The cultivation of fire elevated humans as a species by allowing us to cook food, stay warm, and forge tools. But although humanity's use of fire has been widespread for more than 125,000 years, we still don't truly understand it. In the Rocky mountains, one center is trying to demystify the destructive force. The Fire Lab in Missoula, Montana, was built in 1960 for the purposes of understanding fire in all of its forms. The Atlantic's short documentary about the lab, Fire, in Slow Motion, shows how its staff use specially designed apparatus such as wind tunnels and fire-whirl generators to simulate forest and wildfires, before analyzing the results.
Researchers at the Fire Lab seem to have a satisfying job. Staff are called into a room to watch as hundreds of laser-cut cardboard pieces are set ablaze in a combustion chamber, and Sara McAllister, who works as a mechanical engineer testing the biomass that fuels forest fires, jokes her job is just "to light things on fire all day." But the importance of the Fire Lab's work is underscored by the damage that the wildfires — such as those that recently claimed lives and $60 million of property in California — can still inflict on society.

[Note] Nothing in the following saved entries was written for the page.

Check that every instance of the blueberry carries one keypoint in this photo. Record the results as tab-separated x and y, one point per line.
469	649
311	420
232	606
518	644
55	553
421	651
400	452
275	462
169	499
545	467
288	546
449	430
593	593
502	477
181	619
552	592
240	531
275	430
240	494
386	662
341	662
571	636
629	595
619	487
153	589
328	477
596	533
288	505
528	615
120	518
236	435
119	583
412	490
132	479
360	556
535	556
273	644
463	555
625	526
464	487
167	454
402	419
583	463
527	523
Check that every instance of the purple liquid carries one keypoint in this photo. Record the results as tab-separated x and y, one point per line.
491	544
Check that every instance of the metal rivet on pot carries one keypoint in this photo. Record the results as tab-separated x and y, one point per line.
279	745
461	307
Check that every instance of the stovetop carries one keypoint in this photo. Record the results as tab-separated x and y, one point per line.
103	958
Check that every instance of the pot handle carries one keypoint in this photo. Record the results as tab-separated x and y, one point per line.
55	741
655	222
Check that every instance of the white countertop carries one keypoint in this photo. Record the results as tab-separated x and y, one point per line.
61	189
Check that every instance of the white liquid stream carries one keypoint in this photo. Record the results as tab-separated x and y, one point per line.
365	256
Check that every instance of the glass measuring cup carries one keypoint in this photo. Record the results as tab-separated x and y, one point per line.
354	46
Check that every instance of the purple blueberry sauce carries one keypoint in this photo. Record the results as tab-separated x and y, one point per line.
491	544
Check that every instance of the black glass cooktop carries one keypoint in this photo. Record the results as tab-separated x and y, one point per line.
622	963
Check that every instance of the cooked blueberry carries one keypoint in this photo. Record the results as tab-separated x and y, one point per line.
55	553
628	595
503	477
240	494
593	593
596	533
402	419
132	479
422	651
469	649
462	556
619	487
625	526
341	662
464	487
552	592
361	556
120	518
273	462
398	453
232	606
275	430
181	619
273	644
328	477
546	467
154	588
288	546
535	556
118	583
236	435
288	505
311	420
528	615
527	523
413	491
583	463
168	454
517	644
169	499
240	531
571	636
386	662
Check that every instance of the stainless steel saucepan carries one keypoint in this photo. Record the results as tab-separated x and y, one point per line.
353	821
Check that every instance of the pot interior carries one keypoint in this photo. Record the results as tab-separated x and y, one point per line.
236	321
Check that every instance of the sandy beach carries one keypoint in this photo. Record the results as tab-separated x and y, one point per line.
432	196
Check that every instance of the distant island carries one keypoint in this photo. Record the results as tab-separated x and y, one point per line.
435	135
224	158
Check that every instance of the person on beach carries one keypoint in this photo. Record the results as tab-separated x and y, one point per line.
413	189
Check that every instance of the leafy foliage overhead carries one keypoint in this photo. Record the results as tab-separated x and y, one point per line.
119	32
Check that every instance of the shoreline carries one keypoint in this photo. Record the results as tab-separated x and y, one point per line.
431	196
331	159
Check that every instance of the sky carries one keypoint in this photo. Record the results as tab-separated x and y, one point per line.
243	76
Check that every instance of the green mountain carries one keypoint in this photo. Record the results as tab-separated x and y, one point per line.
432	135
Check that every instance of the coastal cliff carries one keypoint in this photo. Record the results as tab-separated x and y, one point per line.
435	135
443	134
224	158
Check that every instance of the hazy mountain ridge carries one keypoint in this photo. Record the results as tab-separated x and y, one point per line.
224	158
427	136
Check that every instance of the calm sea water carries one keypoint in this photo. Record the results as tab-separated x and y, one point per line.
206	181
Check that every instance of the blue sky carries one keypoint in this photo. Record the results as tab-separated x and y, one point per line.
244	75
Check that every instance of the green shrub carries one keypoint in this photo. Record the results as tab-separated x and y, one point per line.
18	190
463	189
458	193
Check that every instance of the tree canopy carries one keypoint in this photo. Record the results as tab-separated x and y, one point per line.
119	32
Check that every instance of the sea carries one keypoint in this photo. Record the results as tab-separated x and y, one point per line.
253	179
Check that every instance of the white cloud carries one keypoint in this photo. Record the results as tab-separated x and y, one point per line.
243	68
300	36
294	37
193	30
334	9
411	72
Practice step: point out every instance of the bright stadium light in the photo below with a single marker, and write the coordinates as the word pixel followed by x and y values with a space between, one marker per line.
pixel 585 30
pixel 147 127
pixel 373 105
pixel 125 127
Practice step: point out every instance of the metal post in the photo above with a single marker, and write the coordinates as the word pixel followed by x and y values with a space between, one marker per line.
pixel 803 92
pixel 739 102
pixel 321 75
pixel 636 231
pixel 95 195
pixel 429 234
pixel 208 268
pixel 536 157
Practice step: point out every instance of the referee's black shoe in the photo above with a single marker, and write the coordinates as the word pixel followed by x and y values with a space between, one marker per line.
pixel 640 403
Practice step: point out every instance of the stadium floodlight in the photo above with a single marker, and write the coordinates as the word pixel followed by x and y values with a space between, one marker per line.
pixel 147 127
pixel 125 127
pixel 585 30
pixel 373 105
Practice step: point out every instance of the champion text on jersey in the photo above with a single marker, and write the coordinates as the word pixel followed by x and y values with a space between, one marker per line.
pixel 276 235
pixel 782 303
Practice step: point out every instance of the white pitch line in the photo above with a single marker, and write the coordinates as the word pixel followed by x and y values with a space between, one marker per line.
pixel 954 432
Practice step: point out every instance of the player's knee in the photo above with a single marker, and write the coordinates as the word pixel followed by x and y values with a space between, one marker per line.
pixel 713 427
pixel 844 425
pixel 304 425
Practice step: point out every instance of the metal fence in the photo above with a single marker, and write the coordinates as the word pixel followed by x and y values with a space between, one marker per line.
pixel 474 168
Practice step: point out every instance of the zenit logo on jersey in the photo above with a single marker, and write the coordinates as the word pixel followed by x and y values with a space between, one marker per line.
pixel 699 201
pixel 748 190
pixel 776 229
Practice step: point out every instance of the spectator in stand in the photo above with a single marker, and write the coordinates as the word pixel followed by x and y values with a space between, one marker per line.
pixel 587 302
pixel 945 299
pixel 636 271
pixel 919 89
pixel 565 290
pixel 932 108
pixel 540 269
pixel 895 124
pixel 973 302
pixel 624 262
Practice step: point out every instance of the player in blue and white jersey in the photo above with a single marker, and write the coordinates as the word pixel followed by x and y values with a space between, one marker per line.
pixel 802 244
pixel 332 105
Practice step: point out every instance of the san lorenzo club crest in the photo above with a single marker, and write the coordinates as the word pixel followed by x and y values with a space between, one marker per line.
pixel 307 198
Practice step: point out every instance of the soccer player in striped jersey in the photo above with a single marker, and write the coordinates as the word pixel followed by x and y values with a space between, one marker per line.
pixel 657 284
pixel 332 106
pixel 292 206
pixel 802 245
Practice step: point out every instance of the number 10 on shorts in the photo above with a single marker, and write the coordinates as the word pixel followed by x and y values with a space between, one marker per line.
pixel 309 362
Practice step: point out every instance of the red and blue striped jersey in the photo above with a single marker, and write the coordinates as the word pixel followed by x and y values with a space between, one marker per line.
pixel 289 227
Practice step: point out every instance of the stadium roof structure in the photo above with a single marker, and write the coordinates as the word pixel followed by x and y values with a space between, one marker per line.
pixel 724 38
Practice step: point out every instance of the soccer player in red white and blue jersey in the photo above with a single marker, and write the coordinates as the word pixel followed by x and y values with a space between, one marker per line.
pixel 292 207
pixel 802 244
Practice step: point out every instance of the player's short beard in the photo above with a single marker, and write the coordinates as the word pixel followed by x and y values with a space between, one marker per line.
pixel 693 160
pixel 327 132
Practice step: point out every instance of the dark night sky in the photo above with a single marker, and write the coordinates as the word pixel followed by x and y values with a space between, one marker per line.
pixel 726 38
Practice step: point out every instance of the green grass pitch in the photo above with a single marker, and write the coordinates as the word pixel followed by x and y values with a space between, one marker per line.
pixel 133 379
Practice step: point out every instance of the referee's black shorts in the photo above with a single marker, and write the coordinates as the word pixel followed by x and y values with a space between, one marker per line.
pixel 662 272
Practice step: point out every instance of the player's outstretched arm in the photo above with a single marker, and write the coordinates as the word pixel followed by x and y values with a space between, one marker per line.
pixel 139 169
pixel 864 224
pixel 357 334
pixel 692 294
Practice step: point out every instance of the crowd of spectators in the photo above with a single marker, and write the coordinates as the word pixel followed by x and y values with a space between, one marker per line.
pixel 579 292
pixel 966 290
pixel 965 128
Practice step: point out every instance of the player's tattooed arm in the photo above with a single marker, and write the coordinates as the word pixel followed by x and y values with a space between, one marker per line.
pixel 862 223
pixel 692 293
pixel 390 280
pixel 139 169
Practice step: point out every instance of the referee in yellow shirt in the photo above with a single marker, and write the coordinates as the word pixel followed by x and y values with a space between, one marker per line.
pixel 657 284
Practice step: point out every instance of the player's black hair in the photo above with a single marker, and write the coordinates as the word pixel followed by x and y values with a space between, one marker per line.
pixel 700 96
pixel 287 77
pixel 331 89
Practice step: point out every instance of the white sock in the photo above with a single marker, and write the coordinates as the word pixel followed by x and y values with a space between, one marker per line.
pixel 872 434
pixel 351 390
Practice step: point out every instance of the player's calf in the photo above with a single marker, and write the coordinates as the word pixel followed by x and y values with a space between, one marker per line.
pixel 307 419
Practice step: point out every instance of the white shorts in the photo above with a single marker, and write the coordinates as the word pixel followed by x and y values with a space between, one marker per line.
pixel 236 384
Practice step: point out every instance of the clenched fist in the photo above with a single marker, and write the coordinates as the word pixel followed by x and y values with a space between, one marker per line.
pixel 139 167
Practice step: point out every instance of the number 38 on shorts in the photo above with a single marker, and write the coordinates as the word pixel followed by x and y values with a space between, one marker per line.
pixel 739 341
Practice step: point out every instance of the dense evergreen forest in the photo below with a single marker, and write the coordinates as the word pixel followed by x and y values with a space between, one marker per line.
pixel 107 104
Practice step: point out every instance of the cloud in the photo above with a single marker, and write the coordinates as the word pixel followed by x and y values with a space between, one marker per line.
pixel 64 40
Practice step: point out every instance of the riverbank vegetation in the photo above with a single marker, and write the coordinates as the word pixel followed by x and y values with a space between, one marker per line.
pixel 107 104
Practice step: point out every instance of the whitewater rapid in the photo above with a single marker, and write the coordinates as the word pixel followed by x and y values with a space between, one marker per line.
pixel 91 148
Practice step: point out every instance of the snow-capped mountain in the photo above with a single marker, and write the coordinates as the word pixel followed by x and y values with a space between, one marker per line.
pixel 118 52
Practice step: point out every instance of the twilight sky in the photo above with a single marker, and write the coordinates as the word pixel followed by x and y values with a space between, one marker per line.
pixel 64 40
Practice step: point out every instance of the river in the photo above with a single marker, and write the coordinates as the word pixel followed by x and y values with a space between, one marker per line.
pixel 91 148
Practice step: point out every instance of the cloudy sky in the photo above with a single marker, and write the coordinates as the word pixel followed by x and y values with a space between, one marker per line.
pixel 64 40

The lab was founded in 1960 to research fire in all of its forms
Mark Finney, research forester at the lab, says that technological advances have brought us closer than ever to understanding fire. Pointing to the kind of data visualization options he and his colleagues at the Fire Lab have, Finney says "Even ten years ago, we couldn't do the kind of analyses we're doing now." But he also warns against assuming we already understand the destructive force of the element. "With fire," he says, "almost everything is counter-intuitive."